Then he disappeared one weekend to have his gallbladder removed. As Washington Post reporter Jay Mathews recounted in his 1988 book, "Escalante: The Best Teacher in America," the hard-driving teacher turned the health problem into another weapon in his bag of tricks. "You burros give me a heart attack," he repeatedly told his students when he returned. "But I come back! I'm still the champ."
The guilt-making mantra was effective. One student said, "If Kimo can do it, we can do it. If he wants to teach us that bad, we can learn."
The Advanced Placement program qualifies students for college credit if they pass the exam with a score of 3 or higher. For many years it was a tool of the elite; the calculus exam, for example, was taken by only about 3% of American high school math students when Escalante revived the program at Garfield in the late 1970s.
In 1982, a record 69 Garfield students were taking AP exams in various subjects, including Spanish and history. Escalante's calculus students took their exam in May under the watchful eye of the school's head counselor. The results, released over the summer, were stunning: All 18 of his students passed, with seven earning the highest score of 5.

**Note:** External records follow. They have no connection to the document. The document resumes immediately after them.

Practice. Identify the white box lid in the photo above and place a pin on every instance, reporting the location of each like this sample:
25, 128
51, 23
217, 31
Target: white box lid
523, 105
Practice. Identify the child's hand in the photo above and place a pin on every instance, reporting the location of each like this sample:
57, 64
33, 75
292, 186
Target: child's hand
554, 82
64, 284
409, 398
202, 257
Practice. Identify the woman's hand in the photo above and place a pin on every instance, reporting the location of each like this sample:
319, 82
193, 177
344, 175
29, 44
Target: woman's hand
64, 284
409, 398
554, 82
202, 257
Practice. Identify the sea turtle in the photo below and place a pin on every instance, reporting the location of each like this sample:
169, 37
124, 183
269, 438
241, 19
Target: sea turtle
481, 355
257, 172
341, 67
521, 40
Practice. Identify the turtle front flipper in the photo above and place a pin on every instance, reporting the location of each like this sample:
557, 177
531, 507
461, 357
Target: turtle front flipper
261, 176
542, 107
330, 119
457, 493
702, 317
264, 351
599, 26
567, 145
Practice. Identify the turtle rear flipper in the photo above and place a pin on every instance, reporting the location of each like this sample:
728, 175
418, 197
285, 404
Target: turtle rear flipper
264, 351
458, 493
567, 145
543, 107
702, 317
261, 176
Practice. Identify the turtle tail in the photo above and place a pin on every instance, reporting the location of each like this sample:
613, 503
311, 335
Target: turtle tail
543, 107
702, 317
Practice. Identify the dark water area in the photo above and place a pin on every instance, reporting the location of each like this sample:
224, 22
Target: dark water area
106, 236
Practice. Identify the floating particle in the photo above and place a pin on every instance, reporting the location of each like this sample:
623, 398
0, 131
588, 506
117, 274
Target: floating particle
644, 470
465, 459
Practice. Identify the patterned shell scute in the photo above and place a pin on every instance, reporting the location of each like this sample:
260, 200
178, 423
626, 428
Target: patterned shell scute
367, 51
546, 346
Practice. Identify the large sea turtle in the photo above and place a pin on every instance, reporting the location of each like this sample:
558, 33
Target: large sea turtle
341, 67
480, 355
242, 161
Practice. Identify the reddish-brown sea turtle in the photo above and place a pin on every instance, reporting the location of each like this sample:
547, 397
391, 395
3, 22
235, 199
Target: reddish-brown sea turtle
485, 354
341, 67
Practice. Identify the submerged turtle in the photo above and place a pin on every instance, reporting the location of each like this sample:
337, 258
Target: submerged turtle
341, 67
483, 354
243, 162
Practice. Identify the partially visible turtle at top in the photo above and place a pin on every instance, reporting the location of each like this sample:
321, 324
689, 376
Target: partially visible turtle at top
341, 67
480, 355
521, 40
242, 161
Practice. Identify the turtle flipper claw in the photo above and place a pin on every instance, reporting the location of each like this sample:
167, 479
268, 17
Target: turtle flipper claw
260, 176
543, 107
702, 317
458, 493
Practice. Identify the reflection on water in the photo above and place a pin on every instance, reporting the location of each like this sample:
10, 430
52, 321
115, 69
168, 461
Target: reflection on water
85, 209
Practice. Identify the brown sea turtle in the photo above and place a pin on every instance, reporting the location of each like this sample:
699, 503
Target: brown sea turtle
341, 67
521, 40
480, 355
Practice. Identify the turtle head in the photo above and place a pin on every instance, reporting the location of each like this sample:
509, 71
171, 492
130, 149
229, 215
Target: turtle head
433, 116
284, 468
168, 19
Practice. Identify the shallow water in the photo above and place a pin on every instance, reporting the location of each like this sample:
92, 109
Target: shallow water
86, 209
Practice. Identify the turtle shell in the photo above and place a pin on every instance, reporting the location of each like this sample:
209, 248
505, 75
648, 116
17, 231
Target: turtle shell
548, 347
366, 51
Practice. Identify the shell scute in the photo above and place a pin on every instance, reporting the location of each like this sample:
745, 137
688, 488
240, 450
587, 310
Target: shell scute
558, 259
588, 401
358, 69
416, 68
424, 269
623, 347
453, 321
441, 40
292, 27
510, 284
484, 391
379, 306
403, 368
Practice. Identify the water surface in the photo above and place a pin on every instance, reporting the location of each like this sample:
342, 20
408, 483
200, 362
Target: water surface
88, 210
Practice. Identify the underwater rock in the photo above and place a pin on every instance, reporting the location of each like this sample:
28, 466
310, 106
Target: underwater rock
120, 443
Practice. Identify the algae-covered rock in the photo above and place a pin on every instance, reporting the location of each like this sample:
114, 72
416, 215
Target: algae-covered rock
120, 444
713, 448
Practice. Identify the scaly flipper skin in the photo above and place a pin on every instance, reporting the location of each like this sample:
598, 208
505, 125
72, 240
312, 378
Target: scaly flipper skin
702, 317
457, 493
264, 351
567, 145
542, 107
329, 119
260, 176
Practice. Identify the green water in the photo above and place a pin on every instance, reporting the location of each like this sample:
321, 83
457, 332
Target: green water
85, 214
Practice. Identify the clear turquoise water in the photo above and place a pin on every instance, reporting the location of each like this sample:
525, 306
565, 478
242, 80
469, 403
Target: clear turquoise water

But the good news quickly turned bad.
The Educational Testing Service, which administers the exam, said it had found suspicious similarities in the solutions given on 14 exams. It invalidated those scores.
The action angered the students, who thought the service would not have questioned their scores if they were white. But this was Garfield, a school made up primarily of lower-income Mexican Americans that only a few years earlier had nearly lost its accreditation. "There's a tremendous amount of feeling that the Hispanic is incapable of handling higher math and science," Escalante reflected later in an interview with Newsday.
He, like many in the Garfield community, feared the students were victims of a racist attack, a charge that Educational Testing Service strongly denied. Two of the students told Mathews of the Washington Post that some cheating had occurred, but they later recanted their confessions.
Vindication came in a retest. Of the 14 accused of wrongdoing, 12 took the exam again and passed.
After that, the numbers of Garfield students taking calculus and other Advanced Placement classes soared. By 1987, only four high schools in the country had more students taking and passing the AP calculus exam than Garfield.
Escalante's dramatic success raised public consciousness of what it took to be not just a good teacher but a great one. One of the most astute analyses of his classroom style came from the actor who shadowed him for days before portraying him in "Stand and Deliver."
"He's the most stylized man I've ever come across," Olmos, who received an Oscar nomination for his performance, told the New York Times in 1988. "He had three basic personalities -- teacher, father-friend and street-gang equal -- and he would juggle them, shift in an instant. . . . He's one of the greatest calculated entertainers."
Escalante was the ultimate performer in class, cracking jokes, rendering impressions and using all sorts of props -- from basketballs and wind-up toys to meat cleavers and space-alien dolls -- to explain complex mathematical concepts.